Norway faces minority government after coalition talks fail

The Norwegian Sea off Norway's Arctic archipelago Lofoten. (Nina Larson / AFP)
The Norwegian Sea off Norway’s Arctic archipelago Lofoten. (Nina Larson / AFP)
Ruling parties agreed to keep some sensitive areas off limits to Norway’s sprawling oil industry, including the Arctic Lofoten and Jan Mayen islands

Norway’s Conservative leader Erna Solberg will form a minority government with the populist Progress Party after two small centrist parties broke off coalition talks on Monday, unable to resolve differences in nearly three weeks of talks.

The Liberals and the Christian Democrats, one of whom needed to join the other two to give the government a majority, left the talks but promised to support Solberg from the outside, ensuring an end to eight years of rule by Prime Minister Jens Stoltenberg’s Labour Party.

“This is not the end of cooperation between the four parties,” said Solberg.

The Conservatives and three smaller allies won elections in a landslide earlier this month, arguing that oil rich Norway had wasted its once-in-a-lifetime economic boom. It promised tax cuts, better health care and more spending on infrastructure.

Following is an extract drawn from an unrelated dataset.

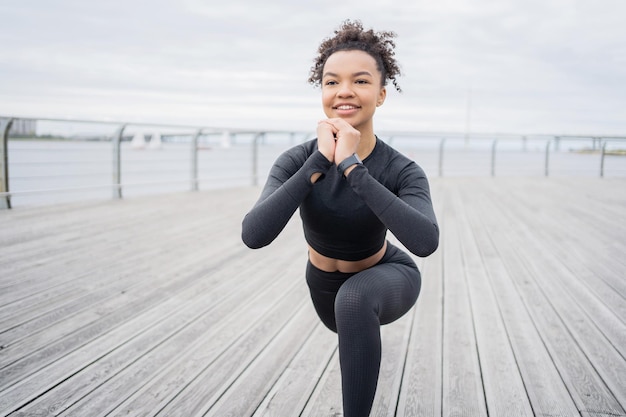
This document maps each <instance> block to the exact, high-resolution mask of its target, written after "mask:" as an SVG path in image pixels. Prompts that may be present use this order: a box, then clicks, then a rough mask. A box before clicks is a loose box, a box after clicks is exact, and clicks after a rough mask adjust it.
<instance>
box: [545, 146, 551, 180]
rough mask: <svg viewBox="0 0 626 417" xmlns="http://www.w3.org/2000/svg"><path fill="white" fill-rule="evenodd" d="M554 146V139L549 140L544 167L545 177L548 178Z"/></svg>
mask: <svg viewBox="0 0 626 417" xmlns="http://www.w3.org/2000/svg"><path fill="white" fill-rule="evenodd" d="M551 144H552V139H548V143H547V144H546V161H545V167H544V175H545V176H546V177H547V176H548V173H549V165H550V145H551Z"/></svg>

But coalition talks were tricky from the start as right wing, anti-immigration Progress was seen by many as too radical for power. The party, whose members once included mass killer Anders Behring Breivik, has toned down its policy in recent years, moving toward the centre, but has never been in power and others have often shunned working with it.

The ruling parties agreed to keep some sensitive areas off limits to Norway’s sprawling oil industry, including the Arctic Lofoten and Jan Mayen islands while Progress leader Siv Jensen said her party won major concession on issues such as pensions, immigration and road building.

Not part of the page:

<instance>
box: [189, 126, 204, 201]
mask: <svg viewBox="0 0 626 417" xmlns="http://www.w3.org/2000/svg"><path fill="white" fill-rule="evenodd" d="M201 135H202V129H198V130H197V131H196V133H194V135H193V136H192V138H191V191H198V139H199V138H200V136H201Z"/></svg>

Still, a minority government does not mean automatic instability as Norway, like neighbours Sweden and Denmark, has a long tradition of well functioning minority governments.

Laws do not allow for early elections and parties have developed a culture of cooperation even in case of major policy differences. Solberg’s government could still enjoy stable backing in Parliament.

In the case of minority governments, negotiations over policy are moved into Parliament and deals are often made in the public eye instead of cabinet rooms.